Sometimes you cannot apply the thought of Mies Van der Rohe that less is more – sometimes less is not more.
- May 8, 2012 at 1:40 pm #32423
Ed, I don't think the science is necessarily unsound. It clearly shows the benefit of strides and the benefit of a short-term peaking plan. What is not sound is interpreting this to mean that this 30-20-10 method of training 3 times a week is somehow superior to a more comprehensive training plan or insinuating that one might benefit from doing this indefinitely.
- May 8, 2012 at 11:51 pm #32424
Short, slow running makes short, slow runners.
2.6 mi/day is long compared with 10″ repeats. 8)
- May 9, 2012 at 2:16 am #32425
Even longer compared with 0″ repeats. 😉
- May 9, 2012 at 2:25 am #32426
- May 9, 2012 at 12:17 pm #32427
Yes, I saw that blog post and was going to link to it here. I think Magness is saying roughly the same thing as I'm at least attempting to.
- May 9, 2012 at 1:20 pm #32428
Right, and doing simply 18 mpw for training sans the repeats would be the same as leaving out any speed or sharpening. The researchers failed to satisfy the question, “is it repeatable?” In other words, would the group doing 9 mpw with the 10″ repeats have followed an improvement curve over the long term? Burfoot's conjecture implies that they would, I am less certain.
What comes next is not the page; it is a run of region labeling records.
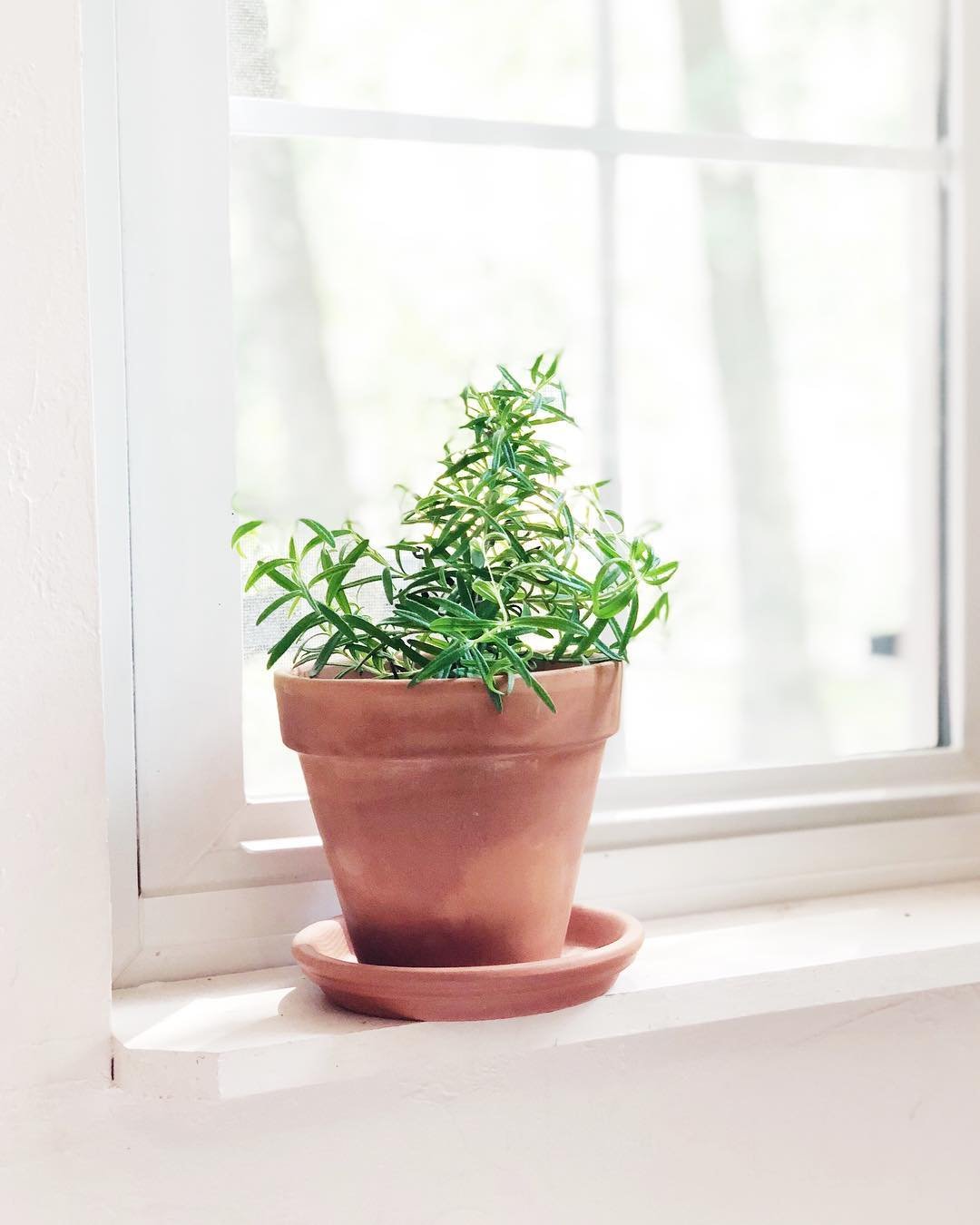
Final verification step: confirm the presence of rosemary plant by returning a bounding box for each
[231,356,678,710]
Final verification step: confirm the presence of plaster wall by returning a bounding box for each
[0,0,109,1089]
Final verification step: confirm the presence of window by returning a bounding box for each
[229,0,942,799]
[92,0,975,980]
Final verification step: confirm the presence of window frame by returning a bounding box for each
[82,0,980,985]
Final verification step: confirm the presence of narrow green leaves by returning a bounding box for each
[240,354,678,710]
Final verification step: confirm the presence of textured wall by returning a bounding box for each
[0,0,109,1089]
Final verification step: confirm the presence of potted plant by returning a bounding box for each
[233,357,676,966]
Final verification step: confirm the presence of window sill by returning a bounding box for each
[114,882,980,1100]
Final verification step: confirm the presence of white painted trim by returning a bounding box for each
[113,885,980,1100]
[229,97,948,174]
[116,808,980,986]
[81,0,141,973]
[116,0,245,889]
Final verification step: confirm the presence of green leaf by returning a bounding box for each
[266,612,321,668]
[408,642,469,689]
[231,519,263,554]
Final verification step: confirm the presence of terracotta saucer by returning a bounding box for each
[293,906,643,1021]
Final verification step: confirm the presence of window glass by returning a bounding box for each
[230,0,942,798]
[229,0,594,123]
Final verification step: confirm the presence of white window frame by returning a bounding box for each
[82,0,980,985]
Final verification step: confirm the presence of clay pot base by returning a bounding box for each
[293,906,643,1021]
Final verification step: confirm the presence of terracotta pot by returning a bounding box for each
[276,662,621,966]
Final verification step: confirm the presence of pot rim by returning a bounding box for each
[273,659,623,689]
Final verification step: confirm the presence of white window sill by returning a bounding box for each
[114,882,980,1099]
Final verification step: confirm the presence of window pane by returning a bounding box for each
[617,158,939,772]
[229,0,594,123]
[231,139,599,795]
[610,0,944,144]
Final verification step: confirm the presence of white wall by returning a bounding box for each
[0,0,980,1225]
[0,0,109,1088]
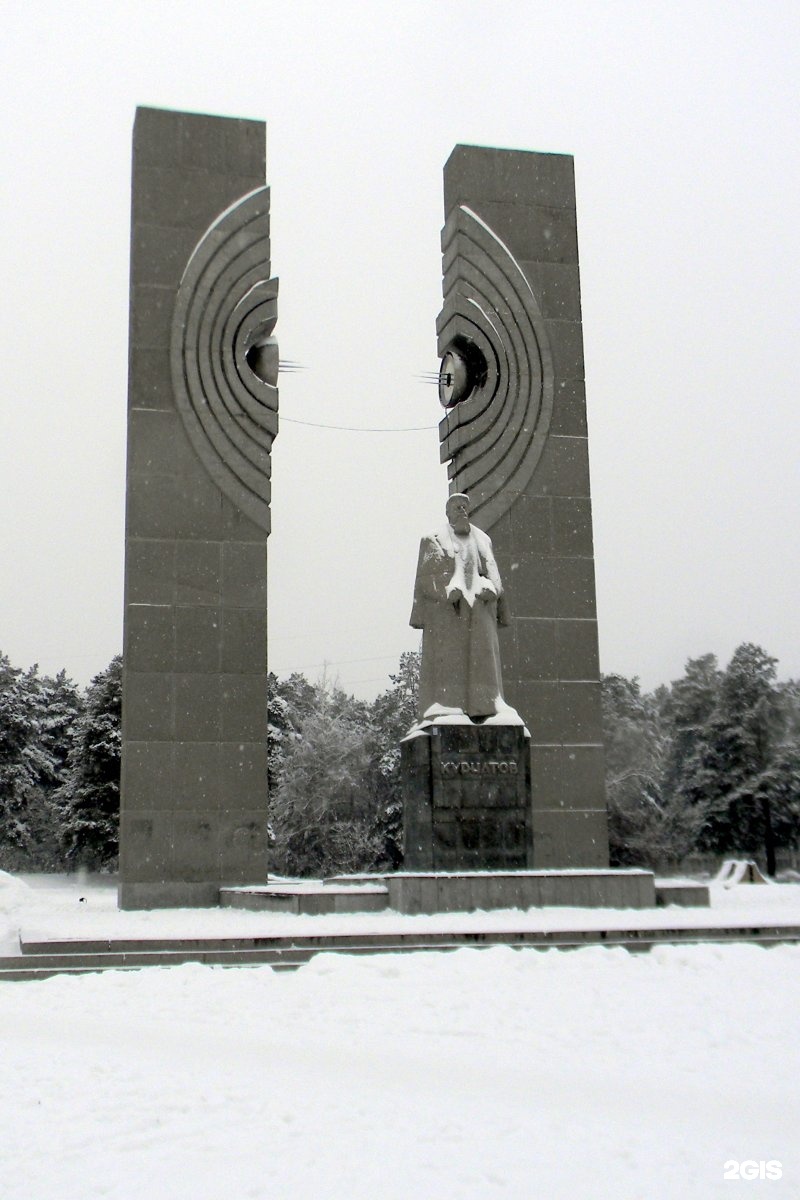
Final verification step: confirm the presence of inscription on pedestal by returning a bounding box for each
[402,724,533,871]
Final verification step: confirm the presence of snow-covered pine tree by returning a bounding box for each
[56,655,122,869]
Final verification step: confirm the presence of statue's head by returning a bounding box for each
[445,492,469,533]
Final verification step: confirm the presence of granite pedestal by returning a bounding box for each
[401,722,533,871]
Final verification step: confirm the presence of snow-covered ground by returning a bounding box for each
[0,880,800,1200]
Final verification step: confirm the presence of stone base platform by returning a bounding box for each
[219,869,709,916]
[219,876,389,916]
[386,870,656,913]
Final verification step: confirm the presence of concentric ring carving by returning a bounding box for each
[170,187,278,533]
[437,205,553,529]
- May 9, 2012 at 3:43 pm #32429
Precisely. This is a traditional periodized plan at a low volume level, plain and simple. Some amount of time building aerobic base with all slow running, followed by a lot of speed to sharpen. As Magness pointed out, the Finns figured this out nearly 100 years ago and, at a much lower level, this is precisely what Lydiard prescribed.
I think this would be repeatable. If someone did the same study 6 months later, the results would be repeated. The question I have to ask Burfoot is why he thinks it's extendable. Just because people improve for 7 weeks, does that mean they will improve for 14 weeks? 28 weeks? This is the problem I have had with academic studies of training for years. Academic studies are designed nicely to fit in the academic calendar. This means they usually last about 6-10 weeks. These studies, not surprisingly, find that speed is good and base work is not nearly as good. The problem? They don't extend the studies long enough to know what actually works in the real world, where we have to think of months-long or, better, years-long progression.